Harris served as the attorney general in California when Beau Biden held the same position in Delaware. They overlapped in the roles between 2010 and 2015.

Stacey Abrams is all but out of consideration. Two other women of color, Sen. Tammy Duckworth (D-Ill.), and New Mexico Gov. Michelle Lujan Grisham, are considered second-tier options, the source added.

Though she once famously claimed to have Native American ancestry, Warren remains the only white women among the top contenders.

Sen. Kamala Harris
Sen. Kamala Harris of CaliforniaAP

Protests against police killings have accelerated the emergence of black candidates.
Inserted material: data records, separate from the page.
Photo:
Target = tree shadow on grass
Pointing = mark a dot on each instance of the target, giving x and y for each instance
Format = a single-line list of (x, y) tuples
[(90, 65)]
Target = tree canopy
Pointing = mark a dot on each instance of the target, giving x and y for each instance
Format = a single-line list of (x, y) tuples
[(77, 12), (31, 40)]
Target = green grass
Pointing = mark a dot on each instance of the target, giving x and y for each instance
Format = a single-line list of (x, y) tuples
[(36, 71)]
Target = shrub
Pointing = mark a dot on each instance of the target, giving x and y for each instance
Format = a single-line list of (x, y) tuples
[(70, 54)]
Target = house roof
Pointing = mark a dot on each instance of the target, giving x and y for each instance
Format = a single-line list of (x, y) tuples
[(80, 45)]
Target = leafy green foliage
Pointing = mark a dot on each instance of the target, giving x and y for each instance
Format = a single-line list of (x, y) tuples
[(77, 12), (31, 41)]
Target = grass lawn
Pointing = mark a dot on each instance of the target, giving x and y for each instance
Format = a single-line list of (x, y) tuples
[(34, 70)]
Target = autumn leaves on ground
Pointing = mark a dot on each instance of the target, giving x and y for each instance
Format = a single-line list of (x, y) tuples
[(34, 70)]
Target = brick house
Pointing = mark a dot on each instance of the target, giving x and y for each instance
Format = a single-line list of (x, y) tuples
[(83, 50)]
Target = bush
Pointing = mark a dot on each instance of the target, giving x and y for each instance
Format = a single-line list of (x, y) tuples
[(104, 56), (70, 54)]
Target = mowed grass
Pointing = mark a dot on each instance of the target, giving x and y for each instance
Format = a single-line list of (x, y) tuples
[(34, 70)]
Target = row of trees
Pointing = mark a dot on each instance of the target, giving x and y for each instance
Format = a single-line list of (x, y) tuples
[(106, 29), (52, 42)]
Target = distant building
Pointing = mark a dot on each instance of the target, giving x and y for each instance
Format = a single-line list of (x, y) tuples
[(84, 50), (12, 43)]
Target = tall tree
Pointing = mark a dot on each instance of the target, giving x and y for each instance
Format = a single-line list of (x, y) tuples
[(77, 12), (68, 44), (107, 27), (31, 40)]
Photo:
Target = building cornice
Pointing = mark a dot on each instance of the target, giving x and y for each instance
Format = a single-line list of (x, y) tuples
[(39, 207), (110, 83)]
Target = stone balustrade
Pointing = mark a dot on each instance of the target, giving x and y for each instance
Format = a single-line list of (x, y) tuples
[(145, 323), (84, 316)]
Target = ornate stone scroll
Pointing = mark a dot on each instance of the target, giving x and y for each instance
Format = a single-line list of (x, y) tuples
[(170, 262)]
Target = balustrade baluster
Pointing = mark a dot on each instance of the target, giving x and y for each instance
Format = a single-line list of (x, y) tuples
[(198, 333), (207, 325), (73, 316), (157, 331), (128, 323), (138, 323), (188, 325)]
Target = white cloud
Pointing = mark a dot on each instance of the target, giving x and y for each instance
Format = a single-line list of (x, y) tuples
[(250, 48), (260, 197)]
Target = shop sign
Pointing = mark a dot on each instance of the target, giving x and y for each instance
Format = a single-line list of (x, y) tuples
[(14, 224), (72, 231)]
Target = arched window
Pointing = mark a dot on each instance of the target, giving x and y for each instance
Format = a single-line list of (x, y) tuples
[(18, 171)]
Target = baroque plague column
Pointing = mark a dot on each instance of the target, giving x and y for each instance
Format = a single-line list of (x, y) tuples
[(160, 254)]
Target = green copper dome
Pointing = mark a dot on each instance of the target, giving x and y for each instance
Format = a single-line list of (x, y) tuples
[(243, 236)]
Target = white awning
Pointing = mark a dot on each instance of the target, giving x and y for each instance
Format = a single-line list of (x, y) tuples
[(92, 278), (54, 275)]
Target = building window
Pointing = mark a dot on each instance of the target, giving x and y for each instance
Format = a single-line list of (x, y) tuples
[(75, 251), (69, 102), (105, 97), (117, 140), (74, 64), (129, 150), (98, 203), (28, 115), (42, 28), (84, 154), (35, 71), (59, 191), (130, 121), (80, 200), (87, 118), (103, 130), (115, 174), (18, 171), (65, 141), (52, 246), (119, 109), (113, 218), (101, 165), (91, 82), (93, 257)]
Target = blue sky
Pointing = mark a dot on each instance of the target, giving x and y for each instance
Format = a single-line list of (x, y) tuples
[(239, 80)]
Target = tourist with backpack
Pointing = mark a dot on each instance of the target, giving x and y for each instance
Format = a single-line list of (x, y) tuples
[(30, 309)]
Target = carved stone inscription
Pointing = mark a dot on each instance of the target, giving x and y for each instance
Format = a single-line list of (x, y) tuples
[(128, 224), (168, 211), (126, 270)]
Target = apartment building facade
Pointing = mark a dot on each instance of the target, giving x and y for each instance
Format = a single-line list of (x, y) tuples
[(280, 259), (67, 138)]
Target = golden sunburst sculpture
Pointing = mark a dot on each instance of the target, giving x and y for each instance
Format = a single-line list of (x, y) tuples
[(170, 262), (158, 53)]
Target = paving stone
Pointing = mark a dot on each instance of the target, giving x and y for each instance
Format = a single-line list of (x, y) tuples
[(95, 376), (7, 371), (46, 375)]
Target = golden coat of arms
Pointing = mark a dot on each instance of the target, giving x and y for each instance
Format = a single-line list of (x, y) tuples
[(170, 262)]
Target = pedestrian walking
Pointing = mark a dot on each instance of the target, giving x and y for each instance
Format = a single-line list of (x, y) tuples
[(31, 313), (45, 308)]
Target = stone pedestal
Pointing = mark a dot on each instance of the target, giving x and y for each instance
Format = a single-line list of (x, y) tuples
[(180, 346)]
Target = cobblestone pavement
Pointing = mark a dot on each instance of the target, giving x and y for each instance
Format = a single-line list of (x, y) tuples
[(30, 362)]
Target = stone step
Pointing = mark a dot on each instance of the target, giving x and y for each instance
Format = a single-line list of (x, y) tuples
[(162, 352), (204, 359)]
Danielle Moodie, a political consultant and former vice president at SKDKnickerbocker, said the rise of qualified black women was inevitable, given the changes in the Democratic party’s demographics. 

“When we look at who the backbone of the Democratic party is, it’s black women who consistently show up. They are the most steadfast voting bloc,” Moodie told The Post.

She said picking a Midwestern white moderate like Klobuchar to appeal to suburban soccer moms was a doomed effort.

“They are gone: 53 percent of white women voted for Trump and it is not an anomaly,” she said. “They vote with their white husbands, which is Republicans.”

TJ Ducklo, a spokesperson for Biden’s campaign, called The Post’s reporting “flat-out wrong” — though he declined to specify what exactly was incorrect.